Como todos los sábados, los libros infantiles y juveniles son los que llegan a este rincón donde abrazamos a las letras para disfrutar de la lectura. El chaval de la cantera es el libro que destacamos hoy. Editado por La Galera e ilustrado por Eva SánchezLuis Prats es el autor de una historia que tiene como protagonista a Nico Parra, un joven que es fichado por el Real Madrid para que forme parte de su cantera. 
 
Lo que sería una alegría para cualquier joven que sueña con un futbolista, también esconde momentos difíciles. Y es que no es nada fácil tener que cambiar de ciudad para irte a vivir a la capital de España. Nuevos hábitos, entrenamientos, compañeros y un largo trayecto por delante para intentar llegar a lo más alto. 
 
Muchos cambios a una edad muy temprana. Normal resulta que los jóvenes puedan perder un poco la cabeza ante una situación que se les escapa. Por esta razón, El chaval de la cantera es un libro muy recomendable para conocer todos los contratiempos del mundo del fútbol y, al mismo tiempo, también comprobar que el deporte puede dejar momentos muy bonitos si se compite y juega con ilusión, deportividad y esos valores que defiende el autor a lo largo de todo el libro. 
 
La importancia de las relaciones de amistad y el valor del esfuerzo son dos de los elementos que forman parte de un relato que nos dejará el sabor de las grandes victorias. 
 
“Nico hizo como ellos, correr un poco arriba y abajo, mover los brazos, hacer algunos estiramientos… Y cuando el árbitro salió al campo fue a sentarse en el banquillo con el miste y los otros suplentes.
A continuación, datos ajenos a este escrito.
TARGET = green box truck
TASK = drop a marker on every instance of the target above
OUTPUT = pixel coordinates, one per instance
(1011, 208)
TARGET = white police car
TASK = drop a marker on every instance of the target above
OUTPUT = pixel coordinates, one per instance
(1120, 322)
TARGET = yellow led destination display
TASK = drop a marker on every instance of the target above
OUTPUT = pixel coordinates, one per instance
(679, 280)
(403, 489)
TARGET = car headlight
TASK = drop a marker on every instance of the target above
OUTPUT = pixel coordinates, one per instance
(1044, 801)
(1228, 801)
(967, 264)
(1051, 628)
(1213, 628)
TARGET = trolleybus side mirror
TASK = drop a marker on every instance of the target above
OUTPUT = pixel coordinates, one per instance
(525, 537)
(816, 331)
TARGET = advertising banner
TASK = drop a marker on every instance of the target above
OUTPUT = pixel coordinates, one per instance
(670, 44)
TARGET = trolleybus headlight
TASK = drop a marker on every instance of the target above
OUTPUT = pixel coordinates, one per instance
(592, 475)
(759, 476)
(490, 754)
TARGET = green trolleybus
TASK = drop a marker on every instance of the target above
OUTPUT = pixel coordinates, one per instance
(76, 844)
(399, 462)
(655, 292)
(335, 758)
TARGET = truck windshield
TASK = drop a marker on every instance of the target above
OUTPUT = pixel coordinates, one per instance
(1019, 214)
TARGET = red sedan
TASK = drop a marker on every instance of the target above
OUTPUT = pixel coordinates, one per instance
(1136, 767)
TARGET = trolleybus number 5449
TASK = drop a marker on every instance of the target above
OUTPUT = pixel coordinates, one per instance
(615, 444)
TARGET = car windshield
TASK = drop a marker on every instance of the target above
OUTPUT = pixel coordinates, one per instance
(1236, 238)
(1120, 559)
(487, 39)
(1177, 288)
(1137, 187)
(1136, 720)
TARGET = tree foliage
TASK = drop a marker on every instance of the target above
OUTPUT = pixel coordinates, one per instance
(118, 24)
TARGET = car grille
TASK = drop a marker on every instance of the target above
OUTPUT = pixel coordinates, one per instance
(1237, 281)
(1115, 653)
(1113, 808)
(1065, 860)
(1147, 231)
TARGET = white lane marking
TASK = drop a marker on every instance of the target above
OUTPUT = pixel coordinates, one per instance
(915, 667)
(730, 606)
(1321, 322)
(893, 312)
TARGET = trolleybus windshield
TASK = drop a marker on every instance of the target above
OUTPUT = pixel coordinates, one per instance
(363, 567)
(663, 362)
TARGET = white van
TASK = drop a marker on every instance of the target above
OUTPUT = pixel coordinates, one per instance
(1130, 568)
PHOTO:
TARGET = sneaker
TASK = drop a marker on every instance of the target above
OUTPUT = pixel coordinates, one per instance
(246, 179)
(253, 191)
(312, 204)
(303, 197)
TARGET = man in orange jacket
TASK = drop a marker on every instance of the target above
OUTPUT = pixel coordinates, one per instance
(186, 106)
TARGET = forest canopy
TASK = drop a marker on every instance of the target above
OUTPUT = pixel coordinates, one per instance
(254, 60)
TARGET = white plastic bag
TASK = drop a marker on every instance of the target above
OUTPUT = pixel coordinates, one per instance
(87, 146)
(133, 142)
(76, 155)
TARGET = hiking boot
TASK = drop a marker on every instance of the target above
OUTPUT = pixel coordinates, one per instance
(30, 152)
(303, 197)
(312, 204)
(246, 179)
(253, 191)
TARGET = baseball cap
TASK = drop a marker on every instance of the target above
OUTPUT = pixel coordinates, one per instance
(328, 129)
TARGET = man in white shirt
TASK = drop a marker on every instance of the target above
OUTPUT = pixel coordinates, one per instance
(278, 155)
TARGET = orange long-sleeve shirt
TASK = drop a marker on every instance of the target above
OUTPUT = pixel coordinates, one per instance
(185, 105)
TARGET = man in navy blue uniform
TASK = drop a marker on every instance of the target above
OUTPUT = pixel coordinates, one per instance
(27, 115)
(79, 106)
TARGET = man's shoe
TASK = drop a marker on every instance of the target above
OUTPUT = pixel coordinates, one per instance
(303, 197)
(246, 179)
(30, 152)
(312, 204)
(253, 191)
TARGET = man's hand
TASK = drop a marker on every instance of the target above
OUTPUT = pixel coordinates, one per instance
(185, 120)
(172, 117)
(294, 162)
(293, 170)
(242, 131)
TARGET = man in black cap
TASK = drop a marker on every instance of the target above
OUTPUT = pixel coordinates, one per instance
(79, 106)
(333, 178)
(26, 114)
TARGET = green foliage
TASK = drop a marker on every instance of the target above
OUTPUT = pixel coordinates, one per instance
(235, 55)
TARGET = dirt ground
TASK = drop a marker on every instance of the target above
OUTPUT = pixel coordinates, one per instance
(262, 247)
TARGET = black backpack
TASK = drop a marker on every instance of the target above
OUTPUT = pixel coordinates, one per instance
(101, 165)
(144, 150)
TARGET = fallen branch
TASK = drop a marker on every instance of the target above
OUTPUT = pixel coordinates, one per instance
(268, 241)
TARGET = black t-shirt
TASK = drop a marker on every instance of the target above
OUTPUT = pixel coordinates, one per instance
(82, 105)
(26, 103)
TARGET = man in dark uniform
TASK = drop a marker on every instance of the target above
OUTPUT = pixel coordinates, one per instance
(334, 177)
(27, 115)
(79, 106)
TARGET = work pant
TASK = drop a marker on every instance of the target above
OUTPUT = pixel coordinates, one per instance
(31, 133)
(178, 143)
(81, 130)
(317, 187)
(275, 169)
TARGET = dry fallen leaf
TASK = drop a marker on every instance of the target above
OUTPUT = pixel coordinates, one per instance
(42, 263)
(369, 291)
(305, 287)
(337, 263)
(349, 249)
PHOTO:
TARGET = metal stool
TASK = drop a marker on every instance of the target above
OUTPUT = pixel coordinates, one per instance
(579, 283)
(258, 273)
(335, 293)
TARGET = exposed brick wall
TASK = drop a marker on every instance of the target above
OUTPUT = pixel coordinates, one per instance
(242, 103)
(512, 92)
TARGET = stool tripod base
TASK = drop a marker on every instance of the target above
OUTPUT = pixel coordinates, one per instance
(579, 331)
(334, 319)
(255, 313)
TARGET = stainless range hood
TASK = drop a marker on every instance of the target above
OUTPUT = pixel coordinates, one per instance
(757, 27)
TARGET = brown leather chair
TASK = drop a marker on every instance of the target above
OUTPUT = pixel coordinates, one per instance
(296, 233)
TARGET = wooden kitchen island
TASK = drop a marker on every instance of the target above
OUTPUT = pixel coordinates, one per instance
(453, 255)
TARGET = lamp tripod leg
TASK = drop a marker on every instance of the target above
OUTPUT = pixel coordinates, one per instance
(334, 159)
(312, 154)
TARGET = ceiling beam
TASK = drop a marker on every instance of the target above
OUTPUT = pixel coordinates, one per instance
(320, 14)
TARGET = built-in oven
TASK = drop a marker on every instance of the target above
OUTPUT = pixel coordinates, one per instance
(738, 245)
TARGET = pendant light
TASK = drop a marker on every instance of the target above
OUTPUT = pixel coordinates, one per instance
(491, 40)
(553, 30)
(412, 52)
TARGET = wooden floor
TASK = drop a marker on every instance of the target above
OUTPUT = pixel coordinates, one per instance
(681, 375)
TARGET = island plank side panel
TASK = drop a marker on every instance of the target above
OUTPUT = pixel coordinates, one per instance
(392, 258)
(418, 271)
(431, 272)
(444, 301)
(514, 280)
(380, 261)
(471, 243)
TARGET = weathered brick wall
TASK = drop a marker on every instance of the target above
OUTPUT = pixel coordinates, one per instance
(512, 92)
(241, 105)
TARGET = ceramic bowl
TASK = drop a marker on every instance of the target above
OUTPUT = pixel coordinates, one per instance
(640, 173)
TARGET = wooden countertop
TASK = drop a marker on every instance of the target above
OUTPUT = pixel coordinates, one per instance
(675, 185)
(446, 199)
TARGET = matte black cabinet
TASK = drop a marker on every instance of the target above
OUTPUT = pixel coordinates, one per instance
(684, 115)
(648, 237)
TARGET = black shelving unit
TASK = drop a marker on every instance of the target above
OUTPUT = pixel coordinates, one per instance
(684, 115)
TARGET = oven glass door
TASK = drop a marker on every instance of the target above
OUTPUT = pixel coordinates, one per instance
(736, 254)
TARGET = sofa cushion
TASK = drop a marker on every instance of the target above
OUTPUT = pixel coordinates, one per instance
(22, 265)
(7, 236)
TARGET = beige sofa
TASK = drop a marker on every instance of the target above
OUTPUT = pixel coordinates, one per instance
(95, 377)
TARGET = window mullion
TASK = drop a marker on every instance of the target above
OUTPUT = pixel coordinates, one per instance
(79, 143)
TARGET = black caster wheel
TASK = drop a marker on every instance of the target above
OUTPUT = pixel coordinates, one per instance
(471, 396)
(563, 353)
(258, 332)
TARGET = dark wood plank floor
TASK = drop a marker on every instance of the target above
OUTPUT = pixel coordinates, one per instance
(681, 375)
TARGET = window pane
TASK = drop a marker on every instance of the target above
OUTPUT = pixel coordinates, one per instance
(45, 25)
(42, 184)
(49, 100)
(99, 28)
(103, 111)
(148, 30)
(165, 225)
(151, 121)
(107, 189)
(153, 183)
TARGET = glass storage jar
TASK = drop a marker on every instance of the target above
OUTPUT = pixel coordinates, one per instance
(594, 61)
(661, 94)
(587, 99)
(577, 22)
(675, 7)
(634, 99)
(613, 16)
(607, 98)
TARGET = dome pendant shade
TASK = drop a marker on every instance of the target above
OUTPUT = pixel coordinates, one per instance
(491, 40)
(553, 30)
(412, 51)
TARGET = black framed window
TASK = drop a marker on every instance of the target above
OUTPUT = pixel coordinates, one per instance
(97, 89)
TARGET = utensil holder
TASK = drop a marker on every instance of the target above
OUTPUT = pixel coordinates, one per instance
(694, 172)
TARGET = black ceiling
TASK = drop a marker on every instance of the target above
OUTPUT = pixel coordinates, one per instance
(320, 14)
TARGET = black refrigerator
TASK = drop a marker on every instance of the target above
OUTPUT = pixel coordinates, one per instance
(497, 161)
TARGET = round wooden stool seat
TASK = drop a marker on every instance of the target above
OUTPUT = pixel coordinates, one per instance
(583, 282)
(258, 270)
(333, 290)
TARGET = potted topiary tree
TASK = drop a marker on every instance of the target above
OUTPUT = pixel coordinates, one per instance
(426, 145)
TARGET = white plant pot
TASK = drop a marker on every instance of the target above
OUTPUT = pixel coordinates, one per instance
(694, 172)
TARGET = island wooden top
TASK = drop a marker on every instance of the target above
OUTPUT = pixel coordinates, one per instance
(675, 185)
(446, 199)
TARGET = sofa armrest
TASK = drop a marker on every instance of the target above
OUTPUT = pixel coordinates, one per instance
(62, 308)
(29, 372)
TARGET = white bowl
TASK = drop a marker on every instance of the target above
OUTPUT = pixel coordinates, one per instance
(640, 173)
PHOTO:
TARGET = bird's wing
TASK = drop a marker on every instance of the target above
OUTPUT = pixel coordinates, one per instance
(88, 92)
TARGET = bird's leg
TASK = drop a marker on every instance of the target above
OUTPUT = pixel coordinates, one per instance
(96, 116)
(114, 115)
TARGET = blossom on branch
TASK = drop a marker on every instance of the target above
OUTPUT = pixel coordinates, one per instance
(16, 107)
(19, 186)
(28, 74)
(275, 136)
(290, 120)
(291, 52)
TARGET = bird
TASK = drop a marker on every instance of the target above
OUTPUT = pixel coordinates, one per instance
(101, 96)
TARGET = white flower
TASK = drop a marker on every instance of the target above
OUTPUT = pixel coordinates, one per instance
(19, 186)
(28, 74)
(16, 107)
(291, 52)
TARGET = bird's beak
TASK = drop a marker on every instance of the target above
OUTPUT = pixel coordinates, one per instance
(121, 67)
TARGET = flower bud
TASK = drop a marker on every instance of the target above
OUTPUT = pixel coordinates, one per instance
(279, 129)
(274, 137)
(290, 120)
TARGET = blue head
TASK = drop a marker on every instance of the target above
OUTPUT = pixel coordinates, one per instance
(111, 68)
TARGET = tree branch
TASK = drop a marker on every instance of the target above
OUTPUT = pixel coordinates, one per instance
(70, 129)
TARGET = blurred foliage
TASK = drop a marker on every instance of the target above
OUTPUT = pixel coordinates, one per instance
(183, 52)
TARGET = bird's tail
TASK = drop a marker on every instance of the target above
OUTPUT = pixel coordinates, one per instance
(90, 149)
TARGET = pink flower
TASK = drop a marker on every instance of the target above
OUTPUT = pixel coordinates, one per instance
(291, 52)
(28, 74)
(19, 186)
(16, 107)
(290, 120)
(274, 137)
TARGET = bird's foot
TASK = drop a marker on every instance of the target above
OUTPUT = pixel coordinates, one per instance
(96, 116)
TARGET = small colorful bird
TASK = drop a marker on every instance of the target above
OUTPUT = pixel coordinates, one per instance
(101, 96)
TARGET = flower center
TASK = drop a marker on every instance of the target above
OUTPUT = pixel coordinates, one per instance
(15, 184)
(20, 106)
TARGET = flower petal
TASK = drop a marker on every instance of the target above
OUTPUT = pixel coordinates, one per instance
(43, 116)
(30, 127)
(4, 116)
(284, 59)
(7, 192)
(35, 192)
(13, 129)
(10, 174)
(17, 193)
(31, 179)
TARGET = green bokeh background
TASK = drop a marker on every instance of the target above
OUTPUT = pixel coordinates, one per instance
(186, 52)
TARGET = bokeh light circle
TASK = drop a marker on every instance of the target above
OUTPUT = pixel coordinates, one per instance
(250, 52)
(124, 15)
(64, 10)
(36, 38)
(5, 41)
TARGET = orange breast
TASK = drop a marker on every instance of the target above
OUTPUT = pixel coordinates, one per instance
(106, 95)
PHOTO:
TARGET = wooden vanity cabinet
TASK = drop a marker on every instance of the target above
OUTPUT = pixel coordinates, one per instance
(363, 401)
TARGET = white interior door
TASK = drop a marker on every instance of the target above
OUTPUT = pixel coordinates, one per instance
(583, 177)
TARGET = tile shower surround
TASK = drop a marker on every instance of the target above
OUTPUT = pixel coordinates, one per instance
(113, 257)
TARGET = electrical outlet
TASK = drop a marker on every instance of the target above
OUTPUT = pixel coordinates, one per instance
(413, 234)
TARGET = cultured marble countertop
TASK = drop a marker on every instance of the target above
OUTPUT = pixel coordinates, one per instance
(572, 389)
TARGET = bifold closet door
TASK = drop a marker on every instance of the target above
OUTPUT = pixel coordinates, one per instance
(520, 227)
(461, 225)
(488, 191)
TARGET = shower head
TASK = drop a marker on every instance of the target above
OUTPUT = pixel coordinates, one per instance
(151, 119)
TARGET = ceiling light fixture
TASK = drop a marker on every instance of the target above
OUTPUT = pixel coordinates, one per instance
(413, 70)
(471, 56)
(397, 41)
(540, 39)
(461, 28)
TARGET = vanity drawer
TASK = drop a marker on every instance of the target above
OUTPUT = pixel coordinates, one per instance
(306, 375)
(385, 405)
No miró hacia las gradas porque sabía que no había nadie de su casa y eso le dejó todavía un poco más hundido. Pero no había nada que hacer. Estaba donde quería y este era un partido de verdad. El campo era de césped. El árbitro iba acompañado de dos vinieres que antes de empezar el partido se aseguraron de que las redes de las porterías estuvieran perfectamente colocadas”.